Love After Bereavement 4: Children and Your New Partner
So when is the right time, after bereavement, to introduce a new partner to your children?
Every situation is different and demands a unique decision, the age of the children being fundamental. A mature son or daughter, who is also in a loving relationship, may be able to relate empathetically and actively encourage you to seek happiness with someone else.
A younger child may be confused and think the new person in your life is going to steal you away. They may also think you’re trying to replace their mother/father. Explaining this is not the case is an important step and must be done in a way that helps them fully understand the situation. If you let them know there are times when you miss having someone to go to dinner with, or other adult outings, it might help them to accept the situation.
Children of any age might feel threatened, angry and confused about your interest in someone new and it’s obviously important to respect their feelings. They also need to understand that you have need of friendship and whilst you still love their mother/father, you’re missing the adult companionship you once had.
If you ensure, every step of the way, that no one will ever replace their mother/father, they will hopefully begin to come to terms with the idea of someone new in your life and in theirs.

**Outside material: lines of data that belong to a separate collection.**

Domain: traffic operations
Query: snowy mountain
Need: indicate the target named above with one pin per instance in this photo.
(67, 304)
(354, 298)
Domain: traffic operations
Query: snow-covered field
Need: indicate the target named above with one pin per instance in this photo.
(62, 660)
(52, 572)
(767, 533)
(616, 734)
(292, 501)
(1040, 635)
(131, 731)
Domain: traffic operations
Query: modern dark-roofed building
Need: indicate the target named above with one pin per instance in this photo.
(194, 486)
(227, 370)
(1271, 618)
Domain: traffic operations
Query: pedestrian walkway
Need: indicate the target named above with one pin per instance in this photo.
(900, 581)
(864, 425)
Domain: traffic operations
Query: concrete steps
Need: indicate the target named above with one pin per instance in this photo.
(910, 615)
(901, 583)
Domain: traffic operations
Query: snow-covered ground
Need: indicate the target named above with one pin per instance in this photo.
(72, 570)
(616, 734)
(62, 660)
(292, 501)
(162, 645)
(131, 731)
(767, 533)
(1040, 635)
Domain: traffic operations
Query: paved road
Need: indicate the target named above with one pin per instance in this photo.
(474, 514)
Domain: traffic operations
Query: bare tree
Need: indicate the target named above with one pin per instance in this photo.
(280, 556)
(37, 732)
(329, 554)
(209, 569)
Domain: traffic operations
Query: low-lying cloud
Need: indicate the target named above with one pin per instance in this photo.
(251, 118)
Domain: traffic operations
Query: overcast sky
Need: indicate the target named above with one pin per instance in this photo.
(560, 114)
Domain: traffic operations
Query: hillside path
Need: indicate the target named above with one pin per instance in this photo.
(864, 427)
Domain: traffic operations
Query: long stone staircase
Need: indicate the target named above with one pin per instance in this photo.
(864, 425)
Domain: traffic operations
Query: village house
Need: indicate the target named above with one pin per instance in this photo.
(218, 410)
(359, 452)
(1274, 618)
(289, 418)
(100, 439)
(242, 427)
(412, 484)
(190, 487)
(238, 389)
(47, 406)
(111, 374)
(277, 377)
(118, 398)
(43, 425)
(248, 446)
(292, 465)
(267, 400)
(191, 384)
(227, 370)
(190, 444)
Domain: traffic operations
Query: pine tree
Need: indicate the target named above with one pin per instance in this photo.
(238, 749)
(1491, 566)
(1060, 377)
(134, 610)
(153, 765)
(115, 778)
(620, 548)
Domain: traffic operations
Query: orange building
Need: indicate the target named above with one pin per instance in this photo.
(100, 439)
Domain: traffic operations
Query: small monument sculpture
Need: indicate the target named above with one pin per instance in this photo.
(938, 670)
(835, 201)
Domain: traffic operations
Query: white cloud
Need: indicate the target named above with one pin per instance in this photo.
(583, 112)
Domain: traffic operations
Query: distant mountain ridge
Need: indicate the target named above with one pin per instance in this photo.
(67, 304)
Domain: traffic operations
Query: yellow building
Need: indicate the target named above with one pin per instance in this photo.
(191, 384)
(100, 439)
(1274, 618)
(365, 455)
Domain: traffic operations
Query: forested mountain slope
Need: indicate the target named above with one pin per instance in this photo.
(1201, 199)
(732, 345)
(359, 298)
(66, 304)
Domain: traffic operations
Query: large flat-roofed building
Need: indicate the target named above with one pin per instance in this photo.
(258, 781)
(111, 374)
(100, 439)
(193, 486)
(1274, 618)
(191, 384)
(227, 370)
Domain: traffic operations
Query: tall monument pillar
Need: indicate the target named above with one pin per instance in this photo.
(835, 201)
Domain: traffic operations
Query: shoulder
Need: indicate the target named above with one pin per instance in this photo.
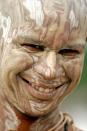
(70, 125)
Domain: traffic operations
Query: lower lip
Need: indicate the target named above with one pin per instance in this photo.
(40, 95)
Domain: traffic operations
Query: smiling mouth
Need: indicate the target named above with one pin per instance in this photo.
(43, 93)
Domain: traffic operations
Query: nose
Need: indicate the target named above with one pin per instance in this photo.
(46, 65)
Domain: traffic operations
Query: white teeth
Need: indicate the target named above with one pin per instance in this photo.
(43, 90)
(47, 90)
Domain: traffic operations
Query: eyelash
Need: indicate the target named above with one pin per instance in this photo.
(63, 52)
(33, 47)
(71, 53)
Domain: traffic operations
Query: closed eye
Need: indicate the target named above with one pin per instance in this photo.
(33, 47)
(69, 52)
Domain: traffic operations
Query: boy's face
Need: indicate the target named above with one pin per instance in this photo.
(43, 52)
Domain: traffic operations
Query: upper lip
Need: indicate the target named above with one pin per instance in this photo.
(45, 85)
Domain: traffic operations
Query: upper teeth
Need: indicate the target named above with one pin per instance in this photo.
(43, 89)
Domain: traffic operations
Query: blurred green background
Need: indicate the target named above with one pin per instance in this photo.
(76, 103)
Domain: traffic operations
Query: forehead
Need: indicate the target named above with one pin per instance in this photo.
(48, 21)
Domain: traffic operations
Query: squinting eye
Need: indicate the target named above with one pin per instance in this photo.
(33, 47)
(70, 53)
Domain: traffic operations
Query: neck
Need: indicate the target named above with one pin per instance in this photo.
(24, 120)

Taking things slowly and encouraging them to talk about anything they are worried about is the way to go: ‘What would mum/dad say if they thought you were going out with someone else?’ is a typical question, and we must be ready with a fitting answer. Older children will hopefully understand, even in dire situations we eventually move on if we can, for the good of everybody.
Constantly reassuring our children we love them, and how important they are, will help create the understanding that we’re on their side and what you do with your life includes them and they will always come first.
If your new partner also has children, it may be that all of the children are more interested in assessing each other rather than the new partner. Arranging a meeting when you can get together as two families might help younger children to understand they’re not alone in this situation. Arranging some sort of treat like a meal out to a favorite restaurant, or an outing providing a useful distraction like bowling, for example, will help them to think of the new family in a positive way.
One last thought. Meeting someone new and feeling romantic and euphoric about the idea of falling in love again can be quite exhilarating and can lead us to behave differently. Best avoided is being overly tactile with a new friend in front of the children, or allowing ourselves be too distracted in their company when the children are around.
Involving your family as much as possible with dialogue and down to earth conversation will help everyone to feel integrated. In time, your family will see how happy you are and will hopefully come to terms with the idea of someone new in your life and theirs, too.